On 02/03/2011 11:40 AM, John A. Sullivan III wrote:
On Thu, 2011-02-03 at 10:54 -0500, Gerry Reno wrote:
On 02/03/2011 09:35 AM, John A. Sullivan III wrote:
On Thu, 2011-02-03 at 09:19 -0500, brian mullan wrote:
Per Wayland FAQ: Is Wayland network transparent / does it support remote rendering? No, that is outside the scope of Wayland. <snip>
It is also possible to put a remoting protocol into a wayland compositor, either a standalone remoting compositor or as a part of a full desktop compositor. This will let us forward native Wayland applications. The standalone compositor could let you log into a server and run an application back on your desktop.

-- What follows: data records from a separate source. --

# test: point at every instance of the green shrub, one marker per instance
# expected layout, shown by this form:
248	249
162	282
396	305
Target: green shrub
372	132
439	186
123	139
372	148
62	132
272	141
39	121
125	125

Building the fowarding into the desktop compositor, could let you export or share a window on the fly with a remote wayland compositor, for example a friends desktop.
<snip> I am WAY out of my depth here but that last paragraph is really interesting and I wonder if it provides an opportunity for X2Go to think outside the box. Why do we need NX? To forward X traffic in a WAN friendly way to the remote X Server. So, what if we bypass it completely - completely eliminate the need to transmit, cache, compress, optimize X traffic. Does the above mean we can just us our SSH forwarding to send the Wayland traffic to a compositor on the remote side and not worry about X over a network? - John
Nope. Wayland is not network transparent.
For network transparency you would still have to layer X on top of Wayland.
<snip> That part I get but what do they mean with they speak of communicating with a remote compositor and thus being able to forward native Wayland applications? - John
I saw that in Wayland discussions but I have yet to see any type of full-fledged demo.
Many of these discussions are pie-in-the-sky type wishful thinking by Wayland proponents.
And I think they will find this is somewhat more difficult than they have envisioned. It's one thing to implement the Wayland concept on the local machine and quite another to run it remotely.
Both the local and remote ends have to have the same idea of what is the display. Does that mean they both need the same GPU? Don't know.
We'll need to wait until someone has a true network-transparent demo of these new concepts before we can get excited about them. And since Wayland keeps stating to the "network-transparency" inquirers that it is not part of their requirement I don't think we'll see anything anytime soon.